Mama: O God of my selfish gratitude
Children: Hear our prayer.

There will be perfect moments when everyone is in a good mood and the perfect song is playing and you are stirring biscuit dough in a bowl that belonged to my grandmother and we'll have to stop stirring and join hands even though we are covered in flour just to sway sillily because dancing is how we celebrate perfect moments and it is darn sure how we pray.

Mama: O God of kitchen dancing
Children: Hear our prayer.

I will hike you up mountainsides and into deep forests. We will wade into rivers and plunge our bodies into the ocean. We will watch sunsets and howl at the full moon. You'll complain about the bug bites, the steep inclines, the temperature, the boredom, but onward and upward we'll go, exploring every nook and cranny of our spaceship home. We will learn how life works (in spiraling patterns), where beauty can be found (everywhere, if we look hard enough), how wonderfully and fearfully made it all truly is. You'll thank me for it someday. I'm thankful for it already.

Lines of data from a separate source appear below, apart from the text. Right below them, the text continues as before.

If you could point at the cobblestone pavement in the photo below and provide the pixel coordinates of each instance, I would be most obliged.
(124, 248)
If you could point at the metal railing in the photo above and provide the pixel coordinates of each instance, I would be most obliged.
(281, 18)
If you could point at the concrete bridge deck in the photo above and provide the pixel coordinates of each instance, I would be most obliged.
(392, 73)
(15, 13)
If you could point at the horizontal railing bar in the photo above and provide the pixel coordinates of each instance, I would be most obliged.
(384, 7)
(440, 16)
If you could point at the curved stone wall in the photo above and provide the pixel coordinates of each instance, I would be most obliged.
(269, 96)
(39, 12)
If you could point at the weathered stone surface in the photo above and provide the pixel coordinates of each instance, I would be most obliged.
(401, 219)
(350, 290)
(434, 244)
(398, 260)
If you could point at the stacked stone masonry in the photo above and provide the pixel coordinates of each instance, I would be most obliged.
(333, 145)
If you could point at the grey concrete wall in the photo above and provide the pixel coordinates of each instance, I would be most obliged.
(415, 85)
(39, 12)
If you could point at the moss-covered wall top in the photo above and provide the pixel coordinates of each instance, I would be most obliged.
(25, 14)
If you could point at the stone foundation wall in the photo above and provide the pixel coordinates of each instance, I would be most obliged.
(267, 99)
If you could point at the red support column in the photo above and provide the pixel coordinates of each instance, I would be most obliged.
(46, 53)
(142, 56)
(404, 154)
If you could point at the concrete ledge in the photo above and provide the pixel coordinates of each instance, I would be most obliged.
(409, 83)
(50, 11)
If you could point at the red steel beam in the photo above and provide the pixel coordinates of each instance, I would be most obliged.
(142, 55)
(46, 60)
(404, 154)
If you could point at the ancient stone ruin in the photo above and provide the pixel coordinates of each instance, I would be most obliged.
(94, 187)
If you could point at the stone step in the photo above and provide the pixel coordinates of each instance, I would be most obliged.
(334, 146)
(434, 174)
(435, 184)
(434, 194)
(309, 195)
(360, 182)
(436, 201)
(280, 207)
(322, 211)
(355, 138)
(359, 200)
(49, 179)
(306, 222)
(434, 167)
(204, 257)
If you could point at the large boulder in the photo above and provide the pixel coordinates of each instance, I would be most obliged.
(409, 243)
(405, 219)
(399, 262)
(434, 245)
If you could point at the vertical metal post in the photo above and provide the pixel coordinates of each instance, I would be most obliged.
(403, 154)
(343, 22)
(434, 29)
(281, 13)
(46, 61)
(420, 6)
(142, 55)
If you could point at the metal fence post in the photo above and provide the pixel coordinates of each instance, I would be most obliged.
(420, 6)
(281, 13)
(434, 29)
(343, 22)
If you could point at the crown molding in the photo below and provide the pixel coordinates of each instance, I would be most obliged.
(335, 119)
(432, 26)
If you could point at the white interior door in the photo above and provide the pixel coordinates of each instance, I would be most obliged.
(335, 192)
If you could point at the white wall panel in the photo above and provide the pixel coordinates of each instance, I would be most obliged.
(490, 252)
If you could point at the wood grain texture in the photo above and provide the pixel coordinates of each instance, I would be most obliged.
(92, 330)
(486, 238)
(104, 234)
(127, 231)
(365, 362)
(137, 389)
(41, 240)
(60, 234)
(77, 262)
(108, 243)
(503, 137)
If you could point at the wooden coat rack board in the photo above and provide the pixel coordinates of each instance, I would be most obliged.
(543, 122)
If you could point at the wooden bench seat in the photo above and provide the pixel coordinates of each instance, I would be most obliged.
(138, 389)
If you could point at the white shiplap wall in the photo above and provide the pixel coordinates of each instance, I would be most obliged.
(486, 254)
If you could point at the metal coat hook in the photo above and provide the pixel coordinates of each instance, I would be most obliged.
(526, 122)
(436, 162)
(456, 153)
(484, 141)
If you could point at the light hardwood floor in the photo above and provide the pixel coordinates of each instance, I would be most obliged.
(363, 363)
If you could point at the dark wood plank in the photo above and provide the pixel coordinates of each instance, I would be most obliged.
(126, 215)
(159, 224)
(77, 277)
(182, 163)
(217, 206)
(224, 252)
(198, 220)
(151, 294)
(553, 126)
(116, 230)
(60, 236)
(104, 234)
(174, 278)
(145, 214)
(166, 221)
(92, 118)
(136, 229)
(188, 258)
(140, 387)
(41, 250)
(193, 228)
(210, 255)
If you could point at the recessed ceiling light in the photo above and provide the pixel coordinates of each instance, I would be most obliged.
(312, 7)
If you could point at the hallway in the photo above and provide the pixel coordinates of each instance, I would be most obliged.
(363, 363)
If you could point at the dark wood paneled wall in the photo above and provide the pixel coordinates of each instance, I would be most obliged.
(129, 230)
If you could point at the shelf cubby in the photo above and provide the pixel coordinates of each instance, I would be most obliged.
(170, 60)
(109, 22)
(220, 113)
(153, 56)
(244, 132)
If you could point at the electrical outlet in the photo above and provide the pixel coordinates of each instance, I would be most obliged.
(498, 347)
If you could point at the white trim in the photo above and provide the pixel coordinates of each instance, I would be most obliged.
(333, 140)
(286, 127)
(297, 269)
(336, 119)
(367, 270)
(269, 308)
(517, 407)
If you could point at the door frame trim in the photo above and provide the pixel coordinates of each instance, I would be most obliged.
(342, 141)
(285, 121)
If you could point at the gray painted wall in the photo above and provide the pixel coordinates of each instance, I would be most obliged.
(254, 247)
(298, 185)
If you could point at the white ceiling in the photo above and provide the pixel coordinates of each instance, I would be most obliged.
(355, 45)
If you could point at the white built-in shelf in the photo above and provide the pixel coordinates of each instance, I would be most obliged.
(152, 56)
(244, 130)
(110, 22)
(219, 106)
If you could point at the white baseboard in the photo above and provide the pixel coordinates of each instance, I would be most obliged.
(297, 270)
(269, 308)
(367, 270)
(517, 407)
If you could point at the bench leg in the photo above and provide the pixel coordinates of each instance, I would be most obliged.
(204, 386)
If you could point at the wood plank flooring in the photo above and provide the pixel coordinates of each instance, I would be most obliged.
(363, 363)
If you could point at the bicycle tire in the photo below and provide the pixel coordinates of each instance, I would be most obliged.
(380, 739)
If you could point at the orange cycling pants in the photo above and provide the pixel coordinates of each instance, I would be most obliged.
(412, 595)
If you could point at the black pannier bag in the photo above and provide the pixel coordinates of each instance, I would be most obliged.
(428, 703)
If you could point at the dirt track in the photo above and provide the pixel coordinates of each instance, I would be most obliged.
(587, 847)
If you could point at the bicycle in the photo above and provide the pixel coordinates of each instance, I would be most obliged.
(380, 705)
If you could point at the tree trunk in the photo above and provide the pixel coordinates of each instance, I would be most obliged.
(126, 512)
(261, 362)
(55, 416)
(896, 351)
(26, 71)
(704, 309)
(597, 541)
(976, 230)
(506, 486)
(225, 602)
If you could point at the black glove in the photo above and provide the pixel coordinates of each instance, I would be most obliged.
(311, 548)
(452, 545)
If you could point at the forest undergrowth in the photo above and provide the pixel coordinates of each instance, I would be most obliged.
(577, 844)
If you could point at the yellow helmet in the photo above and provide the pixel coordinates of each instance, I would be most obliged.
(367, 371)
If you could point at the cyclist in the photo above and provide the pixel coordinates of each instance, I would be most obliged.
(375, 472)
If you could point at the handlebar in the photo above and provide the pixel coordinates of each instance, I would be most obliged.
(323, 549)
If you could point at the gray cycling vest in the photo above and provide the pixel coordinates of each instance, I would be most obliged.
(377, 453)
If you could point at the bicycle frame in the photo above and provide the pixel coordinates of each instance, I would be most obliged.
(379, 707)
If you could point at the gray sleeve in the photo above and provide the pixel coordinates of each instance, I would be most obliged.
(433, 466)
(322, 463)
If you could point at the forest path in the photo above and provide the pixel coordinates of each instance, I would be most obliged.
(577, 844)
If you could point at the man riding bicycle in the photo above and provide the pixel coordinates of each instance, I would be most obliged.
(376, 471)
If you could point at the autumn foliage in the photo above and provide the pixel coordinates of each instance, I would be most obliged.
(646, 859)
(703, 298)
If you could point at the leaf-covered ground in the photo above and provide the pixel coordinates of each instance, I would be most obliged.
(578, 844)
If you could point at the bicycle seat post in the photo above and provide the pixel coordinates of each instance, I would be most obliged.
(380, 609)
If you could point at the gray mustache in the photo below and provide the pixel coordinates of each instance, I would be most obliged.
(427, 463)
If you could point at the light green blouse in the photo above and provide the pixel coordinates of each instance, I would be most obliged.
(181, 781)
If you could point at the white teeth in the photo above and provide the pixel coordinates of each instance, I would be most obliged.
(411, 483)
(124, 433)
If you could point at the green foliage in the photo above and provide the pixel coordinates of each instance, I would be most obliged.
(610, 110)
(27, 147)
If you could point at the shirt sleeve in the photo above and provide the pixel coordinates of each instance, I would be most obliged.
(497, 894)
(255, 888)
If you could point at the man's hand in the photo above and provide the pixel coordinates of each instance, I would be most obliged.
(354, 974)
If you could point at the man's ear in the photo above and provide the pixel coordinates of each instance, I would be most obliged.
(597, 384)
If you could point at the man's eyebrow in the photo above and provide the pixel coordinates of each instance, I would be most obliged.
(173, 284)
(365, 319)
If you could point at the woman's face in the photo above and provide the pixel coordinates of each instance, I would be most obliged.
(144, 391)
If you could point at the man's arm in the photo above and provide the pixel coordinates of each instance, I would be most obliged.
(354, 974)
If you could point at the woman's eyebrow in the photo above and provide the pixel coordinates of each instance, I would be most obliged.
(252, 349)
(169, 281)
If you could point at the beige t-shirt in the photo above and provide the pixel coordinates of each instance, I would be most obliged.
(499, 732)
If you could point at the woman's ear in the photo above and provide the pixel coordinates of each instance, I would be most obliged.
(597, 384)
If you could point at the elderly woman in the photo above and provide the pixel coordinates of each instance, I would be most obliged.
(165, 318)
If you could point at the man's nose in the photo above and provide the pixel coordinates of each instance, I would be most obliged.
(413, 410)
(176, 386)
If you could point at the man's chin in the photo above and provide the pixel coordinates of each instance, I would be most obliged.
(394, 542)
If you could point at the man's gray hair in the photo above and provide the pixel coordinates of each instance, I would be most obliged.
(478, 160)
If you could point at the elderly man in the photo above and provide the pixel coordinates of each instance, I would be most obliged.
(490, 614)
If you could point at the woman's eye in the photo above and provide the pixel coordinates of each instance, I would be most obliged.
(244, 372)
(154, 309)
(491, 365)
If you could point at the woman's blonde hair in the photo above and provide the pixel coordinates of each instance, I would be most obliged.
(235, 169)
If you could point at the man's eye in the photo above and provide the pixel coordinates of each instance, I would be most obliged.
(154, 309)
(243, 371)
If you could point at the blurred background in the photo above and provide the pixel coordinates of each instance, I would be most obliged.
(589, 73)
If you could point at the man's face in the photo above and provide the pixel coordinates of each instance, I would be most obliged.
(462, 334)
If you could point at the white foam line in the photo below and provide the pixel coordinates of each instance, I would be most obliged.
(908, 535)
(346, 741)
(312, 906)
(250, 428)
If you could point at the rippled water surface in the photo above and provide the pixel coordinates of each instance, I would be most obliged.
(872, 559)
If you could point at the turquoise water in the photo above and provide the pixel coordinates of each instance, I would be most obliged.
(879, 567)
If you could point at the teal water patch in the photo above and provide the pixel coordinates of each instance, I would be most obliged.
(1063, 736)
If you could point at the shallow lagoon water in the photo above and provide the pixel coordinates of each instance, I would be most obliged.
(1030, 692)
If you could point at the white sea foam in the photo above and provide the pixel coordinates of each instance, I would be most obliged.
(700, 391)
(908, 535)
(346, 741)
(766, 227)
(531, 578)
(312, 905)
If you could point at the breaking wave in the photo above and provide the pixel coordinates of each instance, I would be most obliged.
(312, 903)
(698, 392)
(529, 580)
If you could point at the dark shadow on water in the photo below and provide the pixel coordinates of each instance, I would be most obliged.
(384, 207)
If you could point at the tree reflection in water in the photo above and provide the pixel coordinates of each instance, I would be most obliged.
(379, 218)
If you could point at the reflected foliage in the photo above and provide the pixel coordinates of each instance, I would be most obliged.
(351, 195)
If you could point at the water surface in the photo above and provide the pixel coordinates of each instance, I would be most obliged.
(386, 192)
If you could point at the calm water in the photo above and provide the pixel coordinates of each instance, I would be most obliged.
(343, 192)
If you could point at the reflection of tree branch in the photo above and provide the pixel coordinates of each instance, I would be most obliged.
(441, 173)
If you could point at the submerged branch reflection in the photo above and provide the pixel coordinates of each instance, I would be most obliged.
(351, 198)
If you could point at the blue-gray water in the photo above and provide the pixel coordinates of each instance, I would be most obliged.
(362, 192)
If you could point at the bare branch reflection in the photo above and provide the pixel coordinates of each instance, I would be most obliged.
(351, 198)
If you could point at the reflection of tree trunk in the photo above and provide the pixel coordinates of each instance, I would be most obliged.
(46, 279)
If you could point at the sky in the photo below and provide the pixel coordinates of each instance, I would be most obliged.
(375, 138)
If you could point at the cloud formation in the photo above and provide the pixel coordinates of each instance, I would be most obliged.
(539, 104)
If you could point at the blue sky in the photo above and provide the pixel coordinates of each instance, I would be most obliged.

Mama: O God of creation, of wonder, of all things great and small
Children: Hear our prayer.

I will cry. You will see me do it. It might be tears leaking out of the corners of my eyes when I listen to you sing along in the car to a song I love. It might be silent shoulder heaving at the kitchen counter because I am overwhelmed by all the things I fear I've failed to conquer in my life. You'll watch Papa hold me as my body laments all the world I cannot save. At least once in your life you will catch me screaming in the backyard, overcome by injustice and tragedy, as if all of humanity is mine alone to bear witness to. This is who I am. This is how I pray.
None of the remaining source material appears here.